Alors qu’Apple vient de dévoiler les premiers teasers de sa série Neuromancien, actuellement en production et dont la sortie est prévue pour le 22 janvier 2027, il était temps de relire cette oeuvre majeur dont j’avais, je doit l’avouer, très peu de souvenirs (je l’ai sans doute lu trop jeune).
Je vous fais le pitch
Pas facile de pitcher le Neuromancien tant c’est un roman atypique. C’est aussi une lecture exigeante, avec une écriture abrupte et des intrigues complexes, donnant très peu de contexte et d’explications. Je vais tacher de faire simple en découpant les infos :
- Qui ? Case en est le personnage principal.
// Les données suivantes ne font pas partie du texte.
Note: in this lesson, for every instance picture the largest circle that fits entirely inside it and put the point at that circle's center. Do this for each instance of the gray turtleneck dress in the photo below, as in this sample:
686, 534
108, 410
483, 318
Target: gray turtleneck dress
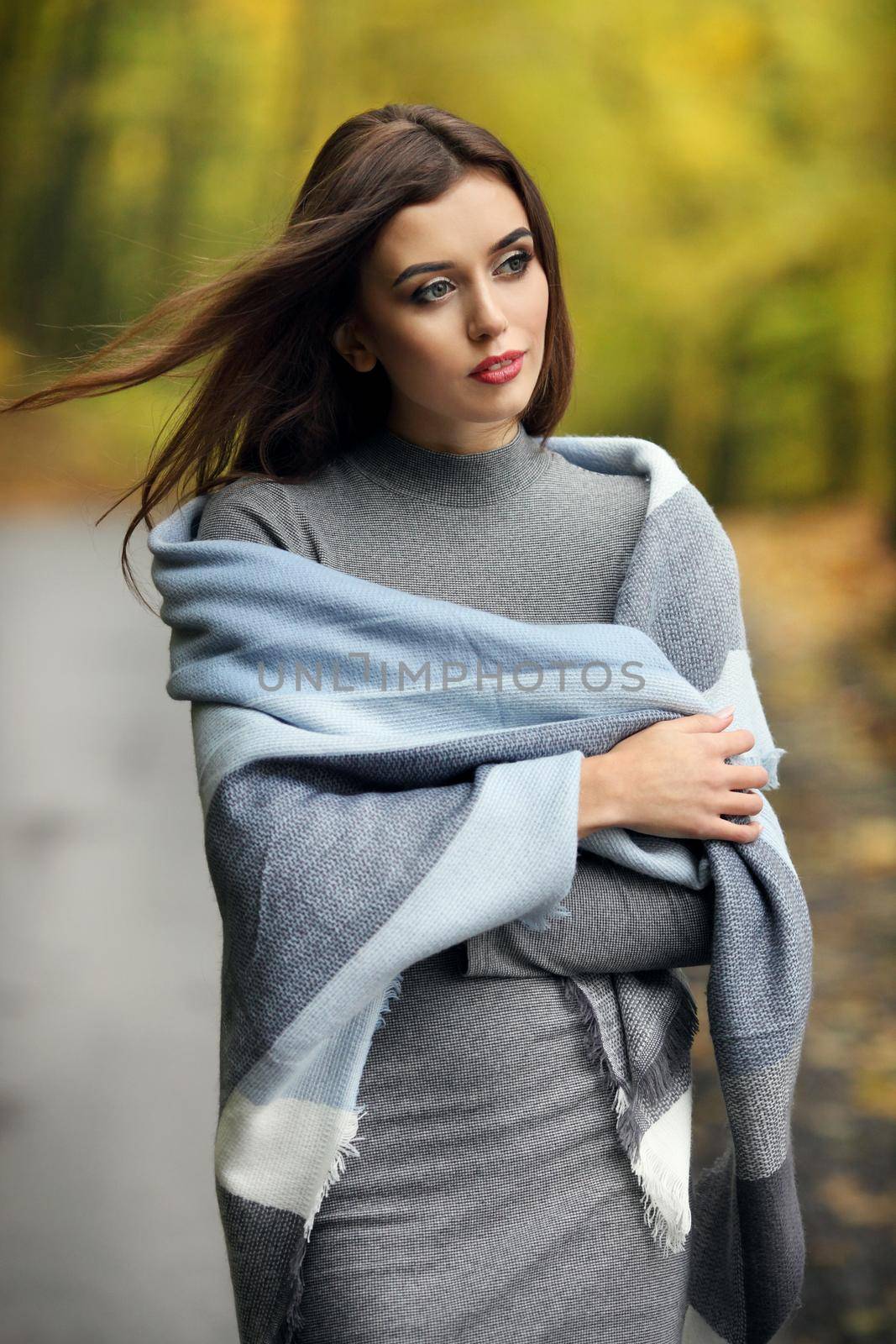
490, 1200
C’est un hacker, payé pour voler et exfiltrer des données du cyberspace… sauf qu’il a voulu doubler son dernier employeur et s’est retrouvé avec une mycotixine russe dans le sang, ce qui l’empêche depuis de se brancher sur la matrice… jusqu’au jour où il est contacté par Molly, une redoutable tueuse augmentée (ses yeux sont recouverts de verres-mirroirs greffés sur ses orbites et elle a de longues lames retractables sous les ongles) chargée de le recruter pour un mystérieux employeur pour une mission très particulière, complexe et dangereuse.
- Où ? L’intrigue commence au Japon mais se déplacera ensuite aux US, en Europe puis dans une immense station spatiale en orbite.
- Quand ? Nous sommes évidemment dans le futur… mais dans un futur imaginé en 1984, largement basé sur le cyberspace alors que, si internet existait déjà (Arpanet existe depuis 1969), le Web ne sera crée par Tim Berners-Lee que 5 ans plus tard. D’un point de vue politique, on est dans la lignée de ce que pouvait imaginer un américain sous la présidence de Ronald Reagan : une monde ultra-capitaliste avec tous les excès du libéralisme. D’un point de vue économique, c’est la même chose… sauf qu’évidemment William Gibson ne pouvait imaginer les GAFAM, ce sont donc les entreprises japonaises qui dominent l’économie.
Le cyberspace. Une hallucination consensuelle vécue quotidiennement en toute légalité par des dizaines de millions d’opérateurs, dans tous les pays, par des gosses auxquels on enseigne les concepts mathématiques… Une représentation graphique de données extraites des mémoires de tous les ordinateurs du système humain. Une complexité impensable. Des traits de lumière disposés dans le non-espace de l’esprit, des amas et des constellations de données. Comme les lumières de villes, dans le lointain…
Je vous donne mon avis
Neuromancien est un roman à part, l’un des livres majeurs de la Science-Fiction et l’ouvrage fondateur du mouvement cyberpunk. Il est à la croisée de Blade-Runner (que William Gibson a vu alors qu’il avait déjà rédigé les 2/3 de son roman) mais aussi de Matrix (qui sortira au cinéma 15 ans plus tard) et de Ghost in the Shell (dont la publication commencera au Japon 5 ans plus tard…). Son imaginaire peut nous paraitre familier, mais c’est surtout parce qu’il a été particulièrement novateur et a profondement inspiré énormément de créations depuis. Sont notamment abordés les thèmes de l’humain augmenté (pour toutes sortes de raisons : se battre, se connecter au réseau, mais aussi se « déconnecter » de son corps) et de l’intelligence artificielle (la vraie, pas les conneries de LLM qu’on essaie de nous faire prendre pour de l’intelligence en 2026).
Mais presqque plus que ces aspects technologiques, c’est le monde imaginé par William Gibson qui m’a frappé : il décrit une société violente à tout points de vue, et un systéme économique et libéral clairement hors de contrôle. C’est une critique féroce de nos systèmes - économiques, politiques et sociaux - et, pour cela aussi, c’est une oeuvre visionnaire qui pose des questions hélas toujours d’actualité.